The Jewish Memorial and Information Centre, 22nd February

On the first day of Berlin, after a very early start to catch a flight there, we had an easy walk round part of Berlin to get a first- hand feel of what Berlin is like and the culture. I saw the Reichstag as well as the Jewish Memorial, heres a link for more information: http://www.stiftung-denkmal.de/en/memorials/the-memorial-to-the-murdered-jews-of-europe.html#c694 which shows the extraordinary scale of this memorial, which 'envisages around 2,700 concrete slabs (stelae), arranged in a grid pattern. They are 0.95 cm deep and 2.38 m wide and vary only in height. The stelae stand on gently and unevenly sloping ground covering 19,000 square metres. The public is able to enter and walk through the field from all four sides. They experience the wave-like form differently from each different position.'

The Jewish Memorial was a very emotional experience, the sheer density of the whole space it occupied was astonishing and the realisation of the amount of deaths this represented was something i will never forget. The wavy ground which you walked on whilst in this abyss of concrete stelae emphasised just how far this memorial stretched, the farther you wondered into it the taller the pillars seemed to become and the smaller and more powerless (like the feeling of a jew in a concentration camp) i felt. No doubt the designer Peter Eisenman (http://www.eisenmanarchitects.com/, internationally known architect based in New York) thought about how claustrophobic and weak its viewer's would feel whilst designing this. Having such a strong feeling of this myself when walking through, makes this an unforgettable experience.

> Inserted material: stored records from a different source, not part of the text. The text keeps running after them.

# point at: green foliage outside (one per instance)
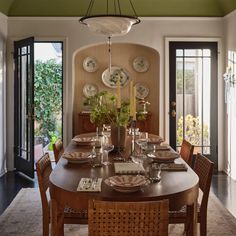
(48, 99)
(104, 111)
(188, 81)
(193, 131)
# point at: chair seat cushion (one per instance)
(181, 214)
(72, 213)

"The enormity and scale of the horror of the Holocaust is such that any attempt to represent it by traditional means is inevitably inadequate ... Our memorial attempts to present a new idea of memory as distinct from nostalgia ... We can only know the past today through a manifestation in the present" (Peter Eisenman, 1998)





As if the Jewish Memorial wasn't enough on its own, i found the information centre underneath the monument touched me on a whole new level. Exploring the memorial first, did give you an understanding of the mass murders in the holocaust but it meant something far more after being round the information centre which was situated underneath the monument.
Information about individuals and people's stories who experienced/ survived/ died in the holocaust made the visit very personal, and the emotional involvement was very intense. There were different rooms composing the centre, each section all mirroring the stelae directly above, nearly all of them were completely dark inside or very dimly lit, which emphasised the sombre mood.

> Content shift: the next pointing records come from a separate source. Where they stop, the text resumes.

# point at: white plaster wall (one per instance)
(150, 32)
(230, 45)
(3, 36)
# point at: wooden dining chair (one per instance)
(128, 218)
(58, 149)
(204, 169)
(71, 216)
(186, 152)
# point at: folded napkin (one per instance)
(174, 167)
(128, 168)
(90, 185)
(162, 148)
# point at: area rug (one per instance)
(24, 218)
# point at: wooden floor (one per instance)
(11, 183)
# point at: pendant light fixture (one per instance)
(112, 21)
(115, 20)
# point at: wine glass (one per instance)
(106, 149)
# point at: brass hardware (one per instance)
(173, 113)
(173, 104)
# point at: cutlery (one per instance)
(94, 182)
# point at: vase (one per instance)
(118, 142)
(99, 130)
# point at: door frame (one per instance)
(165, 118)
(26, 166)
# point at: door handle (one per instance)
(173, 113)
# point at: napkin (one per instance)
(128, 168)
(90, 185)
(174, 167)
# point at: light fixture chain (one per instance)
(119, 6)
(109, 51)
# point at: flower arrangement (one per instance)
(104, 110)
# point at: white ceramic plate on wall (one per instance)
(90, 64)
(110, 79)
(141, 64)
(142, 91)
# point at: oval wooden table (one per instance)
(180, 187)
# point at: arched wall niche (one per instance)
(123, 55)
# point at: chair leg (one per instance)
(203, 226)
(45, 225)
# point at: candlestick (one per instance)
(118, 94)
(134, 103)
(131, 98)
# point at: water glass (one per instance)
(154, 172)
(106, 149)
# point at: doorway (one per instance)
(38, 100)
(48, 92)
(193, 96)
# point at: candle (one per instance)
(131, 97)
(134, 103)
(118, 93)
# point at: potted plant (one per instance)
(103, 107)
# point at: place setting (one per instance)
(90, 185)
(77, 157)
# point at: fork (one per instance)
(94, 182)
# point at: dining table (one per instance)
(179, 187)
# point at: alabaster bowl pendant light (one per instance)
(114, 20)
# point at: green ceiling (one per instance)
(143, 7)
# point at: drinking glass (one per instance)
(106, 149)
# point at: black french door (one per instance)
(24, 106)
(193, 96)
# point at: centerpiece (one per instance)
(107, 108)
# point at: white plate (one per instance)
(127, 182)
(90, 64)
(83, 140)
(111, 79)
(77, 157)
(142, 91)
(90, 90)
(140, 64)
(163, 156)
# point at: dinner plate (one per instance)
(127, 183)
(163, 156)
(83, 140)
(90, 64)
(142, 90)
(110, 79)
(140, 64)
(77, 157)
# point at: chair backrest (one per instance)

 In this room (above), lit up informational 'slabs' covered the floor, directly parallel to the concrete stelae above the ground, giving the impression of a coffin or an individual remembered as one of the thousands of slabs above ground. The slabs had extracts from letters and diaries of those dying in concentration camps, or missing relatives etc. translated into english, some of them containing graphic imaginings of the goings on of the time.
Below is a picture of what the ceiling looked like in some of these rooms, the inverted mould of the concrete slabs above ground parallel to how the information is shown in the centre. Seeing the inverted moulds made me feel very small/ claustrophobic/ powerless and almost as though i was one of the dead.

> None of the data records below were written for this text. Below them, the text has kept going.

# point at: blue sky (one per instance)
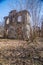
(7, 5)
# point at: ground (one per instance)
(19, 52)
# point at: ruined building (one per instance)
(17, 25)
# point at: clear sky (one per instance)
(7, 5)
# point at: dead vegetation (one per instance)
(17, 52)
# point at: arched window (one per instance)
(19, 18)
(7, 22)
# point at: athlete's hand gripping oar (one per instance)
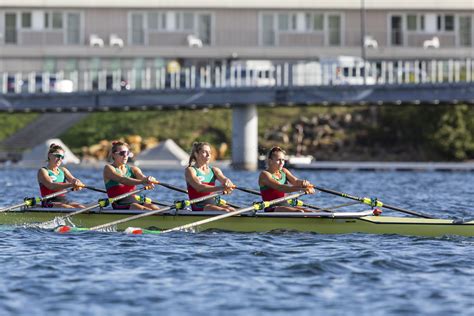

In other rooms as shown below, pillars came down from the ceiling showing the information and sharing the stories of whole families affected by the holocaust. In another room, the four walls had projections of victims names on them, and to see the same information being projected onto all four walls made me feel very overpowered. The parallel theme throughout this visit had massive impact on how you viewed the information in relation to the memorial above you.